Asbestos, the only known mesothelioma cause in the U.S., is associated with industrial uses. Because of its ability to withstand heat, asbestos was a go-to component for many manufactured products where heat resistance would be helpful. Car brakes and brake pads, home and building insulation contained asbestos. Thousands of tons of asbestos were used in World War II ships to insulate piping, boilers, steam engines, and steam turbines.
These uses of asbestos suggest occupations held primarily by men. In a report called The Asbestos Epidemic in America, the Environmental Working Group states,” Asbestos kills thousands more people than skin cancer each year, and nearly the number that are slain in assaults with firearms. The suite of diseases linked to asbestos exposure overwhelmingly affect older men.” The report goes on to say that even a tiny amount of asbestos can be lethal and that “asbestos diseases have a 20 to 50 year latency period, meaning that a substantial portion of individuals exposed in the 1960s and 1970s are just now showing up as disease or mortality statistics.”
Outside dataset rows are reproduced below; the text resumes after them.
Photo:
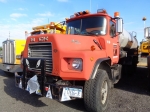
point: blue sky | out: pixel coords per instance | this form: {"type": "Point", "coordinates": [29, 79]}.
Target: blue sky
{"type": "Point", "coordinates": [18, 16]}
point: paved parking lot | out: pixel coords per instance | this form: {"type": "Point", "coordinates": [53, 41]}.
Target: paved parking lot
{"type": "Point", "coordinates": [129, 95]}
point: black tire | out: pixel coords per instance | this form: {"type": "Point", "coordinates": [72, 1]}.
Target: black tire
{"type": "Point", "coordinates": [92, 92]}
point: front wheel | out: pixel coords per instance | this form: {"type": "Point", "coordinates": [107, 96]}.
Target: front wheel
{"type": "Point", "coordinates": [96, 92]}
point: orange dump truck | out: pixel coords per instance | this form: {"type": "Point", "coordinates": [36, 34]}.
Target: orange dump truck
{"type": "Point", "coordinates": [83, 63]}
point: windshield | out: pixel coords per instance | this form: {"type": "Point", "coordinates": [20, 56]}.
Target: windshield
{"type": "Point", "coordinates": [87, 26]}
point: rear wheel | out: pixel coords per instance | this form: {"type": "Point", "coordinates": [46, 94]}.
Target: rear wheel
{"type": "Point", "coordinates": [96, 92]}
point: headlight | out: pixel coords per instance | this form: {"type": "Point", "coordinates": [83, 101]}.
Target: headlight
{"type": "Point", "coordinates": [18, 56]}
{"type": "Point", "coordinates": [77, 64]}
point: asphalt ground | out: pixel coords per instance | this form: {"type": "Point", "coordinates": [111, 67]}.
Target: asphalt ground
{"type": "Point", "coordinates": [130, 94]}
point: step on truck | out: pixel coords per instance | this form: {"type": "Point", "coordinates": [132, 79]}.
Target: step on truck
{"type": "Point", "coordinates": [83, 63]}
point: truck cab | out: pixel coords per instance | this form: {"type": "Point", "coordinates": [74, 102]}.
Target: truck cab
{"type": "Point", "coordinates": [83, 63]}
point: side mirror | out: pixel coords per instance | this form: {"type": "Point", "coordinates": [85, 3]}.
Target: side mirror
{"type": "Point", "coordinates": [147, 32]}
{"type": "Point", "coordinates": [119, 25]}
Now new research published in the September issue of the International Journal of Occupational Environmental Health, suggests that the use of talcum powder may be a mesothelioma cause in women.
The research focuses on the use of one brand of talcum powder by a woman who had recently died.
“This brand of talcum powder contained asbestos and the application of talcum powder released inhalable asbestos fibers. Lung and lymph node tissues removed at autopsy revealed pleural mesothelioma,” the published report states. “Through many applications of this particular brand of talcum powder, the deceased inhaled asbestos fibers, which then accumulated in her lungs and likely caused or contributed to her mesothelioma as well as other women with the same scenario.”
But talc is not only in talcum powder. It is commonly found in eye shadow, baby powder, face powder, and other loose-mineral cosmetics, where it’s used as an absorbent, anti-caking agent.
The US Food and Drug Administration (FDA) states on its website it is “unacceptable” for cosmetic talc to be contaminated with asbestos. “To prevent contamination of talc with asbestos, it is essential to select talc mining sites carefully and take steps to purify the ore sufficiently.”
FDA reports that from 2008 to 2010 because of safety concerns, it studied talc from four talc suppliers and 38 talc-containing cosmetic products purchased in retail stores. These included eye shadow, blush, foundation, face powder, and body powder.
The analysis found no asbestos in any of the samples of cosmetic-grade raw material talc or cosmetic products containing talc. However FDA cautions that the results “do not prove that most or all talc or talc-containing cosmetic products currently marketed in the United States are likely to be free of asbestos contamination.”